In June, the National Governors Association (NGA) and the National Association of State Budget Officers (NASBO) issued their semiannual Fiscal Survey of the States (Spring 2013 edition), which found that while states are starting to see a fiscal recovery in the wake of the 2008 recession—with rising revenues and spending—inflation-adjusted spending in fiscal year 2013 remained below its 2008 peak, and they continue to face several specific fiscal headwinds into the future, including growth in Medicaid spending, declining transfers of federal funds to states, and addressing major liabilities in public employee pensions. The full NGA-NASBO report is available here.
In addition to the NGA-NASBO report discussed above, the Government Accountability Office (GAO) released an eye-opening report in April that found that state and local governments will continue to face both near-term and long-term fiscal challenges—with a growing gap between revenue and spending—through the year 2060, absent significant policy changes. GAO attributes the long-term fiscal challenges to “the rising health-related costs of state and local expenditures on Medicaid and the cost of health care compensation for state and local government employees and retirees,” and it estimates that taking steps to close the looming fiscal gap today would require reducing overall state and local government expenditures by 14.2 percent and then holding spending essentially flat (as a percentage of GDP) for decades to come. The full GAO report is available here.
Last, earlier this month the National League of Cities issued their latest report on city fiscal conditions, which found that after six straight years of declining general fund revenues, U.S. cities are projecting a slight increase in general fund revenues in 2013. While property tax revenues are expected to continue their multi-year slide this year, sales and local income taxes are up.

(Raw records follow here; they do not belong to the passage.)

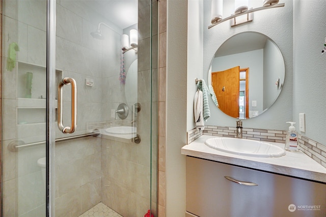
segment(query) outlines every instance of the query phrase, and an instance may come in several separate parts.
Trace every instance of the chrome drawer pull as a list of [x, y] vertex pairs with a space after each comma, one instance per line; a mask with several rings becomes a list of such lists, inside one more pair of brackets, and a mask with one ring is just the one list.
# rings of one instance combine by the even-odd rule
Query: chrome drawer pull
[[242, 184], [243, 185], [248, 185], [248, 186], [257, 186], [258, 184], [254, 183], [254, 182], [247, 182], [247, 181], [239, 181], [233, 178], [232, 177], [230, 177], [230, 176], [224, 176], [224, 178], [225, 178], [229, 180], [230, 181], [232, 181], [233, 182], [234, 182], [235, 183], [237, 183], [238, 184]]

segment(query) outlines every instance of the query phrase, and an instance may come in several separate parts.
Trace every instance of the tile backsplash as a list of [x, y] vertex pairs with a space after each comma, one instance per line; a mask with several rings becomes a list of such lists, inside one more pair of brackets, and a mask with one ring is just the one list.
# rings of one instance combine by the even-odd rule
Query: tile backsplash
[[[242, 138], [285, 143], [287, 132], [286, 130], [243, 128]], [[192, 143], [202, 135], [236, 138], [236, 127], [205, 126], [205, 129], [202, 131], [193, 129], [187, 131], [187, 144]], [[326, 146], [300, 134], [298, 138], [300, 150], [326, 168]]]

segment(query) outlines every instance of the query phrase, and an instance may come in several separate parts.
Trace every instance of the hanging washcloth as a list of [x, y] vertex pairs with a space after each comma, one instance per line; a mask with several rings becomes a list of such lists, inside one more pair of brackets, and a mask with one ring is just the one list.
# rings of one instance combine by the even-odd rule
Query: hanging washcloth
[[9, 71], [12, 71], [16, 65], [16, 51], [19, 51], [18, 45], [15, 42], [9, 44], [8, 48], [8, 57], [7, 59], [7, 66], [6, 68]]
[[214, 102], [214, 103], [215, 103], [216, 106], [219, 107], [219, 102], [218, 102], [218, 98], [216, 97], [216, 95], [215, 95], [215, 92], [214, 92], [213, 86], [212, 86], [211, 85], [209, 85], [208, 88], [209, 88], [209, 92], [210, 93], [210, 96], [212, 97], [213, 102]]
[[208, 118], [210, 117], [210, 111], [208, 104], [208, 96], [210, 95], [210, 93], [203, 79], [201, 79], [200, 81], [197, 83], [197, 87], [203, 92], [203, 117], [204, 120], [207, 121]]
[[123, 52], [121, 53], [120, 58], [120, 73], [119, 79], [121, 84], [124, 85], [126, 83], [126, 71], [124, 68], [124, 55]]
[[195, 94], [194, 114], [196, 128], [199, 130], [203, 130], [204, 128], [204, 118], [203, 118], [203, 92], [199, 90]]

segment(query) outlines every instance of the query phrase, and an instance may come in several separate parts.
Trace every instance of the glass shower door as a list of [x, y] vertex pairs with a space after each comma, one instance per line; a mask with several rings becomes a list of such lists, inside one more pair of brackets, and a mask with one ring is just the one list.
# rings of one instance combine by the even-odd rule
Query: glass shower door
[[[56, 6], [58, 79], [73, 78], [77, 86], [76, 130], [57, 130], [56, 137], [100, 133], [56, 143], [56, 215], [99, 207], [124, 216], [155, 213], [151, 1], [62, 0]], [[63, 92], [69, 126], [70, 87]]]
[[[50, 216], [156, 215], [155, 3], [3, 1], [3, 216], [45, 216], [47, 206]], [[66, 77], [76, 124], [63, 133], [58, 100], [64, 126], [73, 106], [71, 85], [57, 91]]]
[[2, 216], [44, 216], [47, 4], [2, 3]]

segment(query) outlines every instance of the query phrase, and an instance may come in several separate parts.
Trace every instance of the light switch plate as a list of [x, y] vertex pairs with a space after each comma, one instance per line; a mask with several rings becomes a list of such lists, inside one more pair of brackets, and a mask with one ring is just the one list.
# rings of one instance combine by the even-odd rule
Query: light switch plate
[[306, 132], [306, 115], [305, 113], [299, 114], [299, 130]]

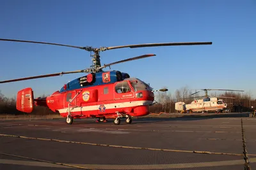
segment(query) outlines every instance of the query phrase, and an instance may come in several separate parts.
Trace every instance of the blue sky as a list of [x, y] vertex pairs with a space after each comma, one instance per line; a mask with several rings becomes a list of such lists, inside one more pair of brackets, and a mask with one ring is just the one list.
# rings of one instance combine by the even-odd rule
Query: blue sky
[[[212, 41], [212, 45], [123, 48], [102, 52], [113, 66], [154, 89], [227, 89], [256, 97], [256, 1], [6, 0], [0, 2], [0, 38], [99, 47], [138, 43]], [[0, 80], [88, 67], [90, 53], [58, 46], [0, 41]], [[108, 69], [106, 69], [108, 70]], [[83, 74], [0, 84], [15, 96], [32, 87], [51, 94]]]

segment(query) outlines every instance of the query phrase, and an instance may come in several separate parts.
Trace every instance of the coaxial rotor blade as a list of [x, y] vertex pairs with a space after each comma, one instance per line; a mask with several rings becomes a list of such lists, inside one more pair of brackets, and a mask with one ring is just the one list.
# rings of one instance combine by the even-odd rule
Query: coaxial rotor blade
[[129, 45], [122, 46], [115, 46], [106, 47], [106, 50], [113, 50], [122, 48], [129, 47], [140, 48], [140, 47], [150, 47], [150, 46], [176, 46], [176, 45], [212, 45], [212, 42], [184, 42], [184, 43], [147, 43], [138, 45]]
[[119, 63], [121, 63], [121, 62], [127, 62], [127, 61], [131, 61], [131, 60], [141, 59], [143, 59], [143, 58], [149, 57], [152, 57], [152, 56], [156, 56], [156, 54], [146, 54], [146, 55], [140, 55], [140, 56], [138, 56], [138, 57], [132, 57], [132, 58], [129, 58], [129, 59], [122, 60], [120, 60], [120, 61], [114, 62], [112, 62], [112, 63], [110, 63], [110, 64], [104, 64], [104, 66], [101, 66], [100, 67], [98, 67], [97, 69], [99, 70], [100, 69], [102, 69], [102, 68], [104, 68], [104, 67], [109, 67], [109, 66], [110, 66], [111, 65], [119, 64]]
[[210, 91], [210, 90], [220, 90], [220, 91], [234, 91], [234, 92], [244, 92], [244, 90], [230, 90], [230, 89], [200, 89], [200, 90], [207, 90], [207, 91]]
[[225, 96], [214, 96], [214, 97], [218, 98], [236, 99], [236, 97], [225, 97]]
[[47, 43], [47, 42], [40, 42], [40, 41], [26, 41], [26, 40], [19, 40], [19, 39], [3, 39], [0, 38], [0, 41], [15, 41], [15, 42], [22, 42], [22, 43], [38, 43], [38, 44], [45, 44], [45, 45], [54, 45], [59, 46], [64, 46], [68, 47], [72, 47], [79, 48], [82, 50], [85, 50], [86, 51], [93, 51], [94, 48], [90, 46], [73, 46], [69, 45], [63, 45], [63, 44], [58, 44], [58, 43]]
[[12, 81], [22, 81], [22, 80], [27, 80], [40, 78], [57, 76], [61, 76], [62, 74], [77, 73], [83, 73], [83, 72], [84, 72], [84, 70], [77, 70], [77, 71], [73, 71], [61, 72], [61, 73], [58, 73], [44, 74], [44, 75], [40, 75], [40, 76], [26, 77], [26, 78], [17, 78], [17, 79], [5, 80], [5, 81], [0, 81], [0, 83], [9, 83], [9, 82], [12, 82]]

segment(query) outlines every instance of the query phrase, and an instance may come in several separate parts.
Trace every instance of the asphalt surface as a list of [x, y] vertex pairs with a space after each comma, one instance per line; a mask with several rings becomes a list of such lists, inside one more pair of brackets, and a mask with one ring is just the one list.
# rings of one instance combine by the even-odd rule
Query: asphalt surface
[[[119, 125], [113, 120], [2, 121], [0, 169], [244, 169], [239, 115], [124, 119]], [[255, 123], [244, 115], [251, 169]]]

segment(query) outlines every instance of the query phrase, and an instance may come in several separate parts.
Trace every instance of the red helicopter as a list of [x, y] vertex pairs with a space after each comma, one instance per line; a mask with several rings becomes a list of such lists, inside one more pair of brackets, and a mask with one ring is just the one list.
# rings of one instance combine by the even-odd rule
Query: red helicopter
[[33, 91], [30, 87], [21, 90], [17, 93], [17, 110], [29, 113], [33, 111], [34, 105], [48, 107], [52, 111], [67, 118], [68, 124], [72, 124], [76, 118], [97, 118], [97, 122], [106, 122], [106, 118], [109, 117], [114, 117], [113, 123], [115, 125], [120, 124], [120, 118], [126, 118], [125, 122], [131, 124], [132, 117], [142, 117], [150, 113], [149, 106], [156, 103], [154, 103], [154, 92], [168, 90], [166, 89], [152, 90], [153, 89], [148, 84], [139, 78], [131, 78], [126, 73], [115, 70], [108, 71], [102, 70], [103, 68], [110, 67], [110, 66], [113, 64], [155, 56], [155, 54], [143, 55], [102, 66], [100, 52], [128, 47], [133, 48], [212, 44], [212, 42], [148, 43], [98, 48], [18, 39], [0, 39], [0, 40], [59, 45], [77, 48], [94, 53], [92, 55], [93, 64], [90, 68], [0, 81], [0, 83], [3, 83], [61, 76], [65, 74], [88, 73], [87, 75], [67, 83], [60, 90], [44, 98], [34, 99]]

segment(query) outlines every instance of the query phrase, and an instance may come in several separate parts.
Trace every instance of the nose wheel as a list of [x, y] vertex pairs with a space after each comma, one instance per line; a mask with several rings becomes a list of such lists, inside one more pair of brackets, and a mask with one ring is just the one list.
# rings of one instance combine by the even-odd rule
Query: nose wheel
[[121, 122], [120, 117], [126, 117], [125, 123], [127, 124], [131, 124], [132, 123], [132, 118], [130, 115], [122, 115], [119, 113], [117, 113], [117, 117], [114, 120], [114, 124], [115, 125], [120, 125]]
[[117, 117], [114, 120], [114, 124], [115, 124], [116, 125], [119, 125], [120, 122], [121, 122], [121, 120], [120, 120], [120, 118]]
[[130, 116], [125, 119], [125, 123], [127, 124], [131, 124], [132, 123], [132, 118]]
[[71, 116], [68, 115], [67, 117], [66, 121], [67, 121], [67, 124], [71, 125], [72, 124], [73, 124], [73, 118]]

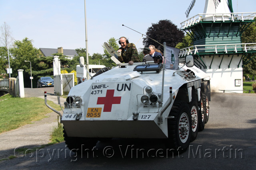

Still, there are significant fiscal headwinds; the report cites a number of factors putting pressure on city budgets, including employee-related costs for health care, pensions, and wages; infrastructure costs; public safety costs; and cuts in state and federal aid. Among its many findings, the report suggests that, “[p]ension and health care costs will persist as a challenge to city budgets for years to come." The full NLC report is available here.
Together, these reports suggest that despite some signs of a slow economic recovery, we’re not out of the woods yet, by any means. On the downside, this means that state and local taxpayers can expect to see continued fiscal distress and occasional calls for higher taxes and service cuts. On the upside, the public’s almost visceral distaste for higher taxes and service cuts will put continued pressure on policymakers to keep moving forward on reforms to modernize antiquated bureaucracies, continue pursuing greater efficiency and technological innovation in government, and rethink public service delivery overall.